Nevertheless, it is already known that CFTR interacts with a variety of proteins and regulates its function. Recent studies have demonstrated higher levels of IL-17 in a CFTR knockout mouse model compared to wild-type mouse during infection with Pseudomonas aeruginosa resulting in the perpetuation of inflammatory process by neutrophil recruitment suggesting that the absence of CFTR contributes to the inflammation by IL-17 production [30] and which have been also observed in patients with active UC [31].

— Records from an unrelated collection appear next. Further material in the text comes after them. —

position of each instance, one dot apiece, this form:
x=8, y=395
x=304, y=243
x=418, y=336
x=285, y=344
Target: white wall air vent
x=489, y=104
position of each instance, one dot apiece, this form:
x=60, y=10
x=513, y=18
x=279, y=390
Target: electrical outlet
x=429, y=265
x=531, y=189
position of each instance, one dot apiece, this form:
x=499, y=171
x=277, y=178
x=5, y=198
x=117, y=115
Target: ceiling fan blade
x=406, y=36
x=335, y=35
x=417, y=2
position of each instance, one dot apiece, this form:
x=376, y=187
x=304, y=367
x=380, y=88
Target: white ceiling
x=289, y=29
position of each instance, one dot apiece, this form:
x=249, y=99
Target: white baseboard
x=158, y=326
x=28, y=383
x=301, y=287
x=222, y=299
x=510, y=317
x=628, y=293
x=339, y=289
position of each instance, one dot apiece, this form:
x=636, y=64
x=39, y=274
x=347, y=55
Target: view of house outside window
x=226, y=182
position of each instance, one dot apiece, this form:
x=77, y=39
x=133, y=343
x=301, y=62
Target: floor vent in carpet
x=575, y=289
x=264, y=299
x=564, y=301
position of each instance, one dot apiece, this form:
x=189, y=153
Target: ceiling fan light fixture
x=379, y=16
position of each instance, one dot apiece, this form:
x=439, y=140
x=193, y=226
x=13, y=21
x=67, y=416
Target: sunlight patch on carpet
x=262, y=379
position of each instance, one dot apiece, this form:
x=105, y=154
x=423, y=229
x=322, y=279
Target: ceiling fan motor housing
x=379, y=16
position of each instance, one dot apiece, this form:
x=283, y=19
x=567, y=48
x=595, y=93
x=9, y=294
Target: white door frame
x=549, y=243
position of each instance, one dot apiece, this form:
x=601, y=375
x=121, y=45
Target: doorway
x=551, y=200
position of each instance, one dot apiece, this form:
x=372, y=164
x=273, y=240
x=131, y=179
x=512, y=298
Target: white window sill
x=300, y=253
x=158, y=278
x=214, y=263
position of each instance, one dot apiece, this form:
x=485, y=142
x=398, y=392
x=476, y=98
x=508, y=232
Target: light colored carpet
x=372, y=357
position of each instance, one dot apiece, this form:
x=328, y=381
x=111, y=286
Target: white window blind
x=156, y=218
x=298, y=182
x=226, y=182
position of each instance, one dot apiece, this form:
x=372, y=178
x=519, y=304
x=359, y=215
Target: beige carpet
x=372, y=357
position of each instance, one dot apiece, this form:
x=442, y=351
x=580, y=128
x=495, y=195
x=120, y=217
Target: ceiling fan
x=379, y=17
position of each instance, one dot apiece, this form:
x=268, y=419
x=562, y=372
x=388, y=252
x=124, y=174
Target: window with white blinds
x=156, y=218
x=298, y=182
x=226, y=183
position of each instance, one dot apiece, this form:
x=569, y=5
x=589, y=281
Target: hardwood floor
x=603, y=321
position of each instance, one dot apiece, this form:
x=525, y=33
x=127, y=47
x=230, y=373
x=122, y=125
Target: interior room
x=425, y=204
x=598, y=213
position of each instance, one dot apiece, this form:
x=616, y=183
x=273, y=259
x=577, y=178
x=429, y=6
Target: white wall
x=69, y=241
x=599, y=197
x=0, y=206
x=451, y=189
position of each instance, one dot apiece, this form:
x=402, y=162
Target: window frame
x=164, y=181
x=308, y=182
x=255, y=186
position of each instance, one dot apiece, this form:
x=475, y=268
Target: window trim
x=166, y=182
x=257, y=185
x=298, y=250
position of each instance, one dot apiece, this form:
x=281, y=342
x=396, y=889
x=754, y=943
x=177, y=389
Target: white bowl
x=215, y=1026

The CFTR is a channel expressed in the intestine that regulates the efflux of chloride and bicarbonate ions and also participates actively in the pH regulation [9, 10]. A proposed hypothesis explaining the role of CFTR in UC patients is that downregulation of CFTR affects the pH balance in the colon producing a decreased expression of MUC11 and MUC12 contributing to the adherence of bacteria and promoting the colonic inflammation [10, 11, 32], and a decreased gene expression of MUC20 in patients with active UC compared to UC remission and normal controls was reported by our group [ 33].

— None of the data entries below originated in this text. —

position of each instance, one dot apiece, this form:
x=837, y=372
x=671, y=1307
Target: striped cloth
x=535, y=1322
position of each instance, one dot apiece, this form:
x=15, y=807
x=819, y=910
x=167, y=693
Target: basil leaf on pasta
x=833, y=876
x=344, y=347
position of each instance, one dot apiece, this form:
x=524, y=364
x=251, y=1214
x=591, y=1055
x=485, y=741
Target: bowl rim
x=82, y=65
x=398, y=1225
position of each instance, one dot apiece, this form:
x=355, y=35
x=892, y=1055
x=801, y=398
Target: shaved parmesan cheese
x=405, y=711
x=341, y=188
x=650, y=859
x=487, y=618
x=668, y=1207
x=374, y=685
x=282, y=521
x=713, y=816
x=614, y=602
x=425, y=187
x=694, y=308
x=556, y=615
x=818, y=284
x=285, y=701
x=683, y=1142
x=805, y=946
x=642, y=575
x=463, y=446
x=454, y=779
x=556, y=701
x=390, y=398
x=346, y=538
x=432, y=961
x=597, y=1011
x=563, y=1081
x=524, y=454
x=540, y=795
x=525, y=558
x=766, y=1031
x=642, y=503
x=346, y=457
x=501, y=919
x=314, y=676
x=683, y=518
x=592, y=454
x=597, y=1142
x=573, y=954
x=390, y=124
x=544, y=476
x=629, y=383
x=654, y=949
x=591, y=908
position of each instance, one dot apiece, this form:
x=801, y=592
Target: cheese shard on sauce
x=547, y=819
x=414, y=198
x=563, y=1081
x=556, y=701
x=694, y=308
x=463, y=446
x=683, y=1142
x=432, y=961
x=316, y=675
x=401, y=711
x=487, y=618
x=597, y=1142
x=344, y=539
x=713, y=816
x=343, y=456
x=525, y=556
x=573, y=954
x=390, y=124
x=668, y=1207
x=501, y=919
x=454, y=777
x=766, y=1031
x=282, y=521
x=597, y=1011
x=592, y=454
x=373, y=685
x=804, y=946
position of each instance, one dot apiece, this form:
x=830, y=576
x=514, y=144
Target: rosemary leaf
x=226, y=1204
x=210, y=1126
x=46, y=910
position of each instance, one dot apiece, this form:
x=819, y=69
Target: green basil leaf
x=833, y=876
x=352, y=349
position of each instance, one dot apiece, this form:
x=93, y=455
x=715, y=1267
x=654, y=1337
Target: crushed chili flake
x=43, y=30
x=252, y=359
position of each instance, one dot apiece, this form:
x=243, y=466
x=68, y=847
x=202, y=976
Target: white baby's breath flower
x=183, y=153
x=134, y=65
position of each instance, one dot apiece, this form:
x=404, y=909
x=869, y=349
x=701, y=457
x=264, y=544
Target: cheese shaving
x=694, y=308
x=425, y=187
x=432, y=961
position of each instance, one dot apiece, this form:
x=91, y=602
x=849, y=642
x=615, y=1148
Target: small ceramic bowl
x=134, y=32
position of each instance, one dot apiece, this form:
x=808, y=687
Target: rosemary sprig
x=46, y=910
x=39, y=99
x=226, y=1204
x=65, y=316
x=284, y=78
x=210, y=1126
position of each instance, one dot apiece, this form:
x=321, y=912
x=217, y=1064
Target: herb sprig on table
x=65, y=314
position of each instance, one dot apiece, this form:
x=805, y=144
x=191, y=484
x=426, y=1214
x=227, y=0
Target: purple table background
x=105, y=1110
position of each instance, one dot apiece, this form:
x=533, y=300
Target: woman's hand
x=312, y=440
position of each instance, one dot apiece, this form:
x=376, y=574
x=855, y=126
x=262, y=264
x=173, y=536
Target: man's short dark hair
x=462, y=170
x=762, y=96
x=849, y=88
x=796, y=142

On the other hand, changes in the intestinal pH and decreased MUC11 and MUC12 expression promote the colonization of phatobiontic microbiota in the intestinal lumen as it has been reported in IBD patients [11, 24, 34]. Phatobiontic microbiota increased the expression, recognition, and activation of TLR4 with activation of NF-κB and subsequent production of proinflammatory cytokines such as IL-6 and IL-8 [24, 27, 28, 34, 35]. Microbiota dysbiosis is associated with reduction of short-chain fatty acids, anti-inflammatory molecules that regulate the immune response in the intestine; these fatty acids ameliorate the intestinal inflammation in IBD in an animal model [36]. However, it is possible that downregulation of ABCC7/CFTR contributes to IL-17 upregulation in patients with UC allowing the persistent activity as we observed in the active group in our study [30, 31]. A previous study demonstrated an upregulation of the expression of the CFTR mRNA of fivefold in mildly active UC, 2.4-fold in moderate, and 1.5-fold in severely active UC compared with normal control. Our results differ from this study, because our active UC group consisted mostly of moderate to severe inflammation where they found lower expression of CFTR in moderate to severe compared to mild active inflammation and controls [37].

5. Conclusions

A downregulation of gene and protein expression of CFTR was found in patients with active UC suggesting the role of CFTR in the development of colonic inflammation. The CFTR downregulation was associated with the clinical course of UC.

Data Availability

The data availability will be provided upon request.

Ethical Approval

This study was performed according to the principles expressed in the Declaration of Helsinki. This study was approved by the Ethical and Research Committee at the Instituto Nacional de Ciencias Médicas y Nutrición (Ref. GAS-2724-18-21-1).

A written informed consent was obtained from all subjects.

Conflicts of Interest

The authors declare that they have no competing interests.

Acknowledgments

This work was supported by the Consejo Nacional de Ciencia y Tecnología, Mexico City, Mexico, with project number 281775.